How easy was it for citizens of the Confederacy to Defect (& Vice Versa?)

I was wondering this today whilst kicking around an idea for a short story on the plane; namely, if someone (a private citizen, for example) living in the Confederate States of America decides they want to leave and move to the USA (having seen which way the wind is blowing).

How easy to acheive would this have been? Was it simply a matter of selling one’s stuff and heading North, or was there a “Border” of sorts preventing people from doing this?

Similarly, what about a Pro-Slavery Northerner who supported the South and wanted to move there- how easy to achieve would this have actually been?

there was a system of passes which operated throughout much of the war. Jones, Rebel War Clerk’s Diary often adverts to it, usually unfavourably. Men of military age probably wouldn’t get one.
You could also transit through a foreign port, e.g. Bermuda, if you could run the blockade.

Come to think of it, Jones himself was a pro-slavery Northerner who moved south when the war began. He still had property in the North which his relatives and his agent managed for him.

There was somewhat free movement across the borders on both directions during the war. The closer you were to actual fighting, of course, the more difficult - and dangerous - it would be.
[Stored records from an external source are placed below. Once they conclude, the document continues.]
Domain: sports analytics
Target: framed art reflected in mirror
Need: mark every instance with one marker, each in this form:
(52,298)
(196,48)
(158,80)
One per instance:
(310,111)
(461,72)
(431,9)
Spies, smugglers and refugees were often in motion, one way or another. A Confederate War Department diarist wrote towards the end of the war that internal dissension was just as great a danger to the Confederacy as the Union armies; many in the Tenn. and N.C. hill country were very anti-Confederacy and were treated harshly. When both North and South adopted conscription, it gave many men an additional incentive to beat feet.